Сестры рванулись в коридор. Но там у двери на выходе стояли Потаповы, похожие на разбушевавшихся гномов.
– Это вам так не пройдет, – сказал Петр Петрович, пошатываясь.
– Да мы на вас Мишу сейчас выпустим! – закричала его супруга.
Из чулана донесся хохот.
– Только через мой труп! – с криком возразила бабуся.
– Да что вы сделали с Самой, что произошло, где ваш Стасик, кого он довел?! – Петр Петрович затопал ногами.
– Да они на Саму посягнули, – прошамкала Любовь Матвеевна. – Теперь нам не жить.
Из чулана донесся оглушающий стук: это Миша ломился в дверь. Алла, схватив за руку Ксюшу, юрко проскользнула между хозяином и бабусей и выскочила с сестрой за дверь.
– Уши бы у вас отвалились! – услышали они на прощание.
Алла и Ксюшенька еле отдышались на улице.
– Могли умереть, – сказала Ксюша.
– Надо срочно позвонить Лене, а потом выпить, – решила Алла.
…Голос Лены был спокоен как никогда.
– Встретимся через час в нашей стекляшке у метро «Парк культуры», – предложила она.
«Стекляшкой» оказалось кафе у радиальной линии «Парка культуры».
Взяли гору пирожков, кофе и по рюмочке каждой.
– Я вот что хочу сказать, сестрички, – начала Лена, лихо опрокинув в себя рюмашечку. – Все прошло как по маслу. Теперь надо сделать выводы.
– Какие там выводы?! Миша мог ворваться, и что тогда?! – слегка нервно воскликнула Ксения.
Лена укоризненно на нее посмотрела.
– Во-первых, я была на сто процентов уверена, что его не выпустят.
Во-вторых, ничего бы вам Миша не смог причинить, если бы даже проклял вас со всей лошадиной силой… Вы защищены, – резко заключила она. – Иначе я бы не рекомендовала вам этот эксперимент. Такие типы, как он, ничего не могут причинить тем, кто из нашего окружения, например…

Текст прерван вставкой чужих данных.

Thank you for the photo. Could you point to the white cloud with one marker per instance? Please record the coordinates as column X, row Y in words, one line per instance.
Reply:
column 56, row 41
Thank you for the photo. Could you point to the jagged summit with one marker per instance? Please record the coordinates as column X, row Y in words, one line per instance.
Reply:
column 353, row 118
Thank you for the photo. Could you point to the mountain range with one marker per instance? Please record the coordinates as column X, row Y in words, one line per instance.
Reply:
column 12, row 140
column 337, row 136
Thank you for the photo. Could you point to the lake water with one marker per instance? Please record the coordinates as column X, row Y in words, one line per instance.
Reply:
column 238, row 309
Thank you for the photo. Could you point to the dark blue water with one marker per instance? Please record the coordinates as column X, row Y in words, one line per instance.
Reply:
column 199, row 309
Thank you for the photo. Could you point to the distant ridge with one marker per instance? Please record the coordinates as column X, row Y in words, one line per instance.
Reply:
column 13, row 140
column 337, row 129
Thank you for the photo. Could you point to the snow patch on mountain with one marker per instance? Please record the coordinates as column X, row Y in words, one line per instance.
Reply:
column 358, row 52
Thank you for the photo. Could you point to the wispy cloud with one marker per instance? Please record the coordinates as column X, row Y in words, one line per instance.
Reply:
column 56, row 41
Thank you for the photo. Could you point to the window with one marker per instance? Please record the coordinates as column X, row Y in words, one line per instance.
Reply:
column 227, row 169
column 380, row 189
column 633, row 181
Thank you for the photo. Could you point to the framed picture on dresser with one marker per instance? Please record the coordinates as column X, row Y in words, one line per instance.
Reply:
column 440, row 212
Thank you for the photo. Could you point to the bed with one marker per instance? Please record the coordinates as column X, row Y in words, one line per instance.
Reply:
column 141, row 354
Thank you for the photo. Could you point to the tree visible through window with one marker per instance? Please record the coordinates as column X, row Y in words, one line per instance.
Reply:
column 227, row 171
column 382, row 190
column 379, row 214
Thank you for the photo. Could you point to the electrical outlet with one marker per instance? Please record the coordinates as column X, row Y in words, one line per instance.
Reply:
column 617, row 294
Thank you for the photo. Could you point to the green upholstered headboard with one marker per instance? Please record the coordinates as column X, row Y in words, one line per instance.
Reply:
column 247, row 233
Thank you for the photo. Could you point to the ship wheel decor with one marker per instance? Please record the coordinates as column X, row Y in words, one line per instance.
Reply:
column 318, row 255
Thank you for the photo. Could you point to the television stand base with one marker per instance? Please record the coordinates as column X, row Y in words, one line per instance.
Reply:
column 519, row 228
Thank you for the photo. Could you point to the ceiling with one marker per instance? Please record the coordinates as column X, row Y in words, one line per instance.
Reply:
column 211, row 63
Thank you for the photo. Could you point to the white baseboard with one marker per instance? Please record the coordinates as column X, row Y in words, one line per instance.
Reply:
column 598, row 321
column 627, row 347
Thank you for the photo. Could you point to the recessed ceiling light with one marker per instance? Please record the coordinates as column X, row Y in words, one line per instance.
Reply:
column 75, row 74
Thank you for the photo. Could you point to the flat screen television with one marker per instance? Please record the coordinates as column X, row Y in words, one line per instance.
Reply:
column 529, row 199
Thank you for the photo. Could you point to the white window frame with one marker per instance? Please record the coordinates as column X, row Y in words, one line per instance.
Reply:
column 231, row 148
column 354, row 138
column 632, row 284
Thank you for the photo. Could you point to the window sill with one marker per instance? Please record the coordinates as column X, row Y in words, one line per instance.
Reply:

– Естественно, Леночка, – зря мы, что ли, погружались в метафизику, но нежное женское «эго»… все-таки встало на дыбы, – закончила Алла. – А Сама – мощный и дикий фрукт, ничего не скажешь.
– Отчего она словно в ад полезла? – рассуждала Ксюша, откусывая пирожок. – Надо же, чтоб данные Стасика так довели эту жуткую бабу с глазами пугливого льва.
– То-то и оно, девочки, – ответила Лена, выдохнув. – Но сеанс окончен. Цель достигнута. Если Сама пришла в дикообразный ужас, прикоснувшись к ситуации со Стасиком, то вам, Алла, лучше туда не соваться, и поставьте точку на этой истории. Саму просто так не выведешь из себя…
– Значит, Нил Палыч прав, – задушевно и задумчиво прервала ее Ксюша.
– На то он и Нил Палыч, чтобы часто быть правым, – заметила Лена.
Чашки с кофе уже опустели, но подошла официантка: «Вам еще?» «Еще», – был ответ.
– Аллочка, я вам советую: главное, выбросите Стасика из головы. То, во что он влип, доконало даже Саму. Если он и вернется, он будет не похож ни на кого и ни на что.
– Конечно, Аллочка, – всхлипнула Ксюша. – На тонком уровне он столько чудовищ на своей спине принесет, если придет… Какой он муж будет?.. Зачем тебе такой супруг?
– Не мучь, Ксюша.
– Брось. В тебя столько влюблены, – парировала Ксюша. – Влюблены, ладно. А вот Саша Смирнов тебя любит. Из нашего круга. И глаза у него не как у людей. А то куда ни глянь, одни люди и люди. Когда ж боги-то к нам опять нагрянут, как во времена Трои?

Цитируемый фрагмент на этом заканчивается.